Мы договорились оставить наших питомцев на какое-то время в покое и ни о чем их не расспрашивать напрямую. Принцип Гейзенберга – одно из основных здешних правил: слишком легко наблюдатель может повлиять на наблюдаемое явление. Поэтому для получения данных нам приходится использовать только самые деликатные методы. Разумеется, даже наше присутствие среди шимпанзе оказывает на них определенное влияние, но мы как можем стараемся его уменьшить, избегая наводящих вопросов и молча наблюдая за происходящим.

Сегодня сразу два необычных явления. По отдельности они были бы любопытны, но не более. А вот если посмотреть на каждое из них с учетом другого, они предстают в совершенно ином свете.

Первое, что мы все заметили, это значительное усиление вокализации среди шимпанзе. Известно, что в естественных условиях они пользуются своего рода рудиментарным языком: приветственные и воинственные крики, возгласы удовлетворения, означающие «мне нравится вкус вот этого», территориальные заявки самцов, которые тоже подаются голосом, и тому подобное. Ничего особенно сложного, и качественно такая «речь» ненамного отличается от звуков, издаваемых птицами или собаками. Помимо этого шимпанзе располагают довольно богатым «бессловесным» языком, словарь которого включает в себя жесты и гримасы. Но до начала первых экспериментов с использованием человеческих жестов несколько десятилетий назад никто не подозревал, что они обладают такими богатыми лингвистическими способностями. Здесь, на нашей исследовательской станции, шимпанзе практически всегда общаются при помощи жестов, как их обучали несколько поколений подряд и как они сами учат своих младенцев.
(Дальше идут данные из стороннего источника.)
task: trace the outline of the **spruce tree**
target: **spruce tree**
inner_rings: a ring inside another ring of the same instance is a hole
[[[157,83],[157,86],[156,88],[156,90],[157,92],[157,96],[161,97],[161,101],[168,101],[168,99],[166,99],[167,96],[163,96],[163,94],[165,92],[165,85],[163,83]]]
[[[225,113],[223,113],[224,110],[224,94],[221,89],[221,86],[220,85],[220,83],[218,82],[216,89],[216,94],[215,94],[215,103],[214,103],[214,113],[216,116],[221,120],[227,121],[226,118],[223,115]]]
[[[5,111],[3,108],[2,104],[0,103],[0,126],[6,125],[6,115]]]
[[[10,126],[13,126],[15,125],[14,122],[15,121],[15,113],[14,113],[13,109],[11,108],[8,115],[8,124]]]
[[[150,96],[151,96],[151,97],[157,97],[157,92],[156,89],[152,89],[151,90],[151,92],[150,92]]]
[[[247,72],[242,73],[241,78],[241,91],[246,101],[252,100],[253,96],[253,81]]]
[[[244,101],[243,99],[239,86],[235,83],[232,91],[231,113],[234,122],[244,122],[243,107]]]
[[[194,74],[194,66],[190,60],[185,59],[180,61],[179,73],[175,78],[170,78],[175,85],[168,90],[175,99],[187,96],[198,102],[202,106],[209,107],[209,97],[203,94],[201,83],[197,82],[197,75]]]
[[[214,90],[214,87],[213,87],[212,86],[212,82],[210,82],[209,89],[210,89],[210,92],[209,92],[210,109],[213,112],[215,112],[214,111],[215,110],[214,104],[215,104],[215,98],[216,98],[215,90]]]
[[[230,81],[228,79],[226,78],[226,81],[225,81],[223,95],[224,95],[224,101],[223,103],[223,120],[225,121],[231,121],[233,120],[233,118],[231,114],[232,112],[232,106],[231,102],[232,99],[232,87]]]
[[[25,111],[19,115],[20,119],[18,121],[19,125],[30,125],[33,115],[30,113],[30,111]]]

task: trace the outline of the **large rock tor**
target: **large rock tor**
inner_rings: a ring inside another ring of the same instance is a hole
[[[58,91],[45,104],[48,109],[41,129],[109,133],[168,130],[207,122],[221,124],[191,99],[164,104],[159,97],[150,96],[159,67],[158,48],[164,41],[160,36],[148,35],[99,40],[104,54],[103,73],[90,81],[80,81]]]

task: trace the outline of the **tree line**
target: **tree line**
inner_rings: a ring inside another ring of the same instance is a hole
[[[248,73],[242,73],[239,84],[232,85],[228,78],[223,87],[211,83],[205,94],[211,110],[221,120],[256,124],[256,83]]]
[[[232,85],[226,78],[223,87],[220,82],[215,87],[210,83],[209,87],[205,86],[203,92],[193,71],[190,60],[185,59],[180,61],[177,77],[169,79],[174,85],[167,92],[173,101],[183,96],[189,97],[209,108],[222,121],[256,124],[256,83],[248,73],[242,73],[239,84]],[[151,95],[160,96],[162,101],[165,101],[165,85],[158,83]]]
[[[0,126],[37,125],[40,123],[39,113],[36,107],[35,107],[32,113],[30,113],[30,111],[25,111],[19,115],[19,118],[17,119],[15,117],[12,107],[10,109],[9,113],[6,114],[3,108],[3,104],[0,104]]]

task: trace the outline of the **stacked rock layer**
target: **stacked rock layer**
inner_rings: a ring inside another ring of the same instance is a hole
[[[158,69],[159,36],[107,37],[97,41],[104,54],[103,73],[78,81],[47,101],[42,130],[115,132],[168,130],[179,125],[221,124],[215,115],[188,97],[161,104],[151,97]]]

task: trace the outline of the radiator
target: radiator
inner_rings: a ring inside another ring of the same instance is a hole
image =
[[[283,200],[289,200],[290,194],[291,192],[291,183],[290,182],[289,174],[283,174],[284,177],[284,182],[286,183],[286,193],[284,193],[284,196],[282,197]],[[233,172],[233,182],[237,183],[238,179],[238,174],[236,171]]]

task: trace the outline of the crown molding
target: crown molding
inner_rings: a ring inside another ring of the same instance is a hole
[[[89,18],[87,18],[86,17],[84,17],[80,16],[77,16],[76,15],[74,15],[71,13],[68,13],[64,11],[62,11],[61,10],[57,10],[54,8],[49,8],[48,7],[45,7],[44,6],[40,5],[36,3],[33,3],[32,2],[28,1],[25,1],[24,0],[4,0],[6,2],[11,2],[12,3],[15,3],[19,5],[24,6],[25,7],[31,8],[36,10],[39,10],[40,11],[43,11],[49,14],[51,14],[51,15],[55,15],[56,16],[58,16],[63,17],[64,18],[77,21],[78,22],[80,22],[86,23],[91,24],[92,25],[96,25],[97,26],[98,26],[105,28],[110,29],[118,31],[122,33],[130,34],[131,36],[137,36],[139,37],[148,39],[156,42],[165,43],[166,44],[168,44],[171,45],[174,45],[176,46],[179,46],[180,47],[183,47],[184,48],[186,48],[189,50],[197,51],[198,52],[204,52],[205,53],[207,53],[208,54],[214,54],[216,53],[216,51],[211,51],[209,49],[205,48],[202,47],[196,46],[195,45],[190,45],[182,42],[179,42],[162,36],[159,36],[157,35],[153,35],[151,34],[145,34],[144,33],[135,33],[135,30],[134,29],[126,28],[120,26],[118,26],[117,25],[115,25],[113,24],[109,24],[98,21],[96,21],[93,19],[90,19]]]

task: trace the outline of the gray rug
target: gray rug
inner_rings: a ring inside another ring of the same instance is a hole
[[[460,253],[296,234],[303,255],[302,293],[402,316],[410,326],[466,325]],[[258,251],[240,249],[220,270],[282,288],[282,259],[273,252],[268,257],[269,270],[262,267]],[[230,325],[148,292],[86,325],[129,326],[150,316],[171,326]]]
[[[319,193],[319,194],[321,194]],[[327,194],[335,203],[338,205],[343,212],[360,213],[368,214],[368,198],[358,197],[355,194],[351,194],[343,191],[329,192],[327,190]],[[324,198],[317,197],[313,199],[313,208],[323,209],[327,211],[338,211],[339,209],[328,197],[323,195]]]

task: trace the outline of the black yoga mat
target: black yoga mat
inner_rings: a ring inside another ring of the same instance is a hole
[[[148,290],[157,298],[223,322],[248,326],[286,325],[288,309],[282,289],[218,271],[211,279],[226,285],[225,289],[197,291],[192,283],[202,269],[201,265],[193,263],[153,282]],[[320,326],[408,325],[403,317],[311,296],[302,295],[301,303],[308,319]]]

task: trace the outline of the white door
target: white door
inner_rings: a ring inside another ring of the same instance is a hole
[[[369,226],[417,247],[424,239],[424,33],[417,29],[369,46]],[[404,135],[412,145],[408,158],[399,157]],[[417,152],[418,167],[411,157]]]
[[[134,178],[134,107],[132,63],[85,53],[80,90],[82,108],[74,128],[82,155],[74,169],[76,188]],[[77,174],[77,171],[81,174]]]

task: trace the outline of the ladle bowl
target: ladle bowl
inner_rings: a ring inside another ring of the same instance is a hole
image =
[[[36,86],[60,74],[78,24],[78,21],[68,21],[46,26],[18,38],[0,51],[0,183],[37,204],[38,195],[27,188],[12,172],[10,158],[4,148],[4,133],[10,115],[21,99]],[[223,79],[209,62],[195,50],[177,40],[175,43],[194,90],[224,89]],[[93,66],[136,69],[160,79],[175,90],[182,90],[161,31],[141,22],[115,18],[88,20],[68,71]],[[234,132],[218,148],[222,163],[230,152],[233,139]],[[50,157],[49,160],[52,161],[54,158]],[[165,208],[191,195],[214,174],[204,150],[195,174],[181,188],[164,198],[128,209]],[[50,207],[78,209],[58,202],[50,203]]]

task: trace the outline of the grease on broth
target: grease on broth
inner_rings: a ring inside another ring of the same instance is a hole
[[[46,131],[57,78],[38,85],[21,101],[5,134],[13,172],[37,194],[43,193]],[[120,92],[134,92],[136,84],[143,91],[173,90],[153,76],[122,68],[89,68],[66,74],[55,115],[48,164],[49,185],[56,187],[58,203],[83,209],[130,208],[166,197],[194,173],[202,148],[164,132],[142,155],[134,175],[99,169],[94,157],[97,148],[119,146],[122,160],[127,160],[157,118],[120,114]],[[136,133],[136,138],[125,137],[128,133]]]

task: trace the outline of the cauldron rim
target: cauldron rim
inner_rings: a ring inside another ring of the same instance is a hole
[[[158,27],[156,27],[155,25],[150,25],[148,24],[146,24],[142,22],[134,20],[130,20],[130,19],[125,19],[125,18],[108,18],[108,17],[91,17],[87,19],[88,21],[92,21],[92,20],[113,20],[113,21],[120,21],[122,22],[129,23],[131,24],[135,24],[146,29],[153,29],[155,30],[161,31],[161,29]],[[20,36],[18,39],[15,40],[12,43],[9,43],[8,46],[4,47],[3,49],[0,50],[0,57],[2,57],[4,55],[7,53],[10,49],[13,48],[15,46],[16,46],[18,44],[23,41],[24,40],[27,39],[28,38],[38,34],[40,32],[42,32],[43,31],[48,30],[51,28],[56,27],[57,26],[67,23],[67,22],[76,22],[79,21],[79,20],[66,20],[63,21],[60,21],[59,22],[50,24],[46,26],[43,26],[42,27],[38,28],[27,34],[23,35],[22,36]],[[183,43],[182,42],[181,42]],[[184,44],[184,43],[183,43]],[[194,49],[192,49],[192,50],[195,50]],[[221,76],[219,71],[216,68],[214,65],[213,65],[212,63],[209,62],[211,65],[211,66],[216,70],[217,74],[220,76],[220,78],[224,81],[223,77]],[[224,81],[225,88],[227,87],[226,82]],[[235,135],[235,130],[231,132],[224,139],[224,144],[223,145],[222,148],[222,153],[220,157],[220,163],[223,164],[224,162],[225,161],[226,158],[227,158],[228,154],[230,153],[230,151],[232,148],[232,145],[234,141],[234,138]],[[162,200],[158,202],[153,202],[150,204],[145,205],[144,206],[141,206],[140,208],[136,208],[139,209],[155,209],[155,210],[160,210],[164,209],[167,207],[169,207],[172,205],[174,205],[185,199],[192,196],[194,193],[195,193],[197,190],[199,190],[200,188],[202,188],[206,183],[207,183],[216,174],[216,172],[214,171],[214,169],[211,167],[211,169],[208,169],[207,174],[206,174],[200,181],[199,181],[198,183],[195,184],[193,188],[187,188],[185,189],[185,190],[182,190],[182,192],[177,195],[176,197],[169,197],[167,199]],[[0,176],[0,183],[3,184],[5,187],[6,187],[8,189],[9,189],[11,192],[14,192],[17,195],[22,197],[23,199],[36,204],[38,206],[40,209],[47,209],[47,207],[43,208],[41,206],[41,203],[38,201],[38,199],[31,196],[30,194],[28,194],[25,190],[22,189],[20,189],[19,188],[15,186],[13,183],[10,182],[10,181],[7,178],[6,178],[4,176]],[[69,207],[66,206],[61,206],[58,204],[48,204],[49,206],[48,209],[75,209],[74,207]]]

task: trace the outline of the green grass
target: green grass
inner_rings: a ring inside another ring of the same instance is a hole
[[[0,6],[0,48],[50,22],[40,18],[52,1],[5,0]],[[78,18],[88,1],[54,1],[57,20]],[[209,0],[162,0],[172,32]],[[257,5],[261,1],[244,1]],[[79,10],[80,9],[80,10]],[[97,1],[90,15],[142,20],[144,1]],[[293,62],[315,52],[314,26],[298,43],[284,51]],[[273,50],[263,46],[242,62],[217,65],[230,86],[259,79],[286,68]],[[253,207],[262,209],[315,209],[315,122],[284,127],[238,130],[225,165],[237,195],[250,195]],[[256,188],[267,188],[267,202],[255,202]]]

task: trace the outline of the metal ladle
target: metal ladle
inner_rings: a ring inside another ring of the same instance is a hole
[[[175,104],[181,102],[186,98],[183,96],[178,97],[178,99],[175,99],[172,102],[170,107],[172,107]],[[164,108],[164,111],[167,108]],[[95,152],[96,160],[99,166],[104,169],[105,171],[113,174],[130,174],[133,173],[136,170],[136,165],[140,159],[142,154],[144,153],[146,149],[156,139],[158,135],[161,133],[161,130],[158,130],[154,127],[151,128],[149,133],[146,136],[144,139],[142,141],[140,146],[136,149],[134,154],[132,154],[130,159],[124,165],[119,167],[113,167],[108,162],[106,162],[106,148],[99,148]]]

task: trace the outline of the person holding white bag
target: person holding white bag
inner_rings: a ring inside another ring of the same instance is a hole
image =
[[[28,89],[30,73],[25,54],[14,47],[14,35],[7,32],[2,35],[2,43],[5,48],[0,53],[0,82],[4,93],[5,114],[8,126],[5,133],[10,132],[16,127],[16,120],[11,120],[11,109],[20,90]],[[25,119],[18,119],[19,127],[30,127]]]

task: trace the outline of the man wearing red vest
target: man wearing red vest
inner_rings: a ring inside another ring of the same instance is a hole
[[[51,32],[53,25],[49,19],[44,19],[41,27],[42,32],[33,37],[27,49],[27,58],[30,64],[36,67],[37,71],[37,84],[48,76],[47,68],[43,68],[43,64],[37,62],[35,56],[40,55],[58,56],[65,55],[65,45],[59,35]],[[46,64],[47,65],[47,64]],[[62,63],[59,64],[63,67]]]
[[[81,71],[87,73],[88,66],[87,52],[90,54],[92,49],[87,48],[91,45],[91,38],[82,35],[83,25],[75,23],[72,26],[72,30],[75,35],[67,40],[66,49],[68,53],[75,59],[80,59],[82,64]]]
К визгам и крикам они прибегают только в самых простых ситуациях. Работая среди шимпанзе, мы тоже разговариваем друг с другом по большей части жестами, и даже на рабочих совещаниях, где присутствуют только люди, мы в силу многолетней привычки нередко пользуемся жестами столь же активно, как и речью. Но ни с того ни с сего шимпанзе вдруг начали общаться друг с другом с помощью звуков. Странных, незнакомых звуков, напоминающих, можно сказать, дикую, неуклюжую имитацию человеческой речи. Разумеется, понять мы ничего не могли. Ведь голосовые связки шимпанзе просто не способны воспроизводить фонемы, которыми пользуется человек. Но эти новые вскрики и вымученные обрывки звуков, без сомнения, были попытками имитировать человеческую речь. Когда мы просматривали пленку, отснятую во время сходки в дубовой роще, Дамиано первым заметил и показал нам фрагмент записи, где Атилла пальцами выгибал губы, явно стараясь добиться звучания, на которое способен голос человека.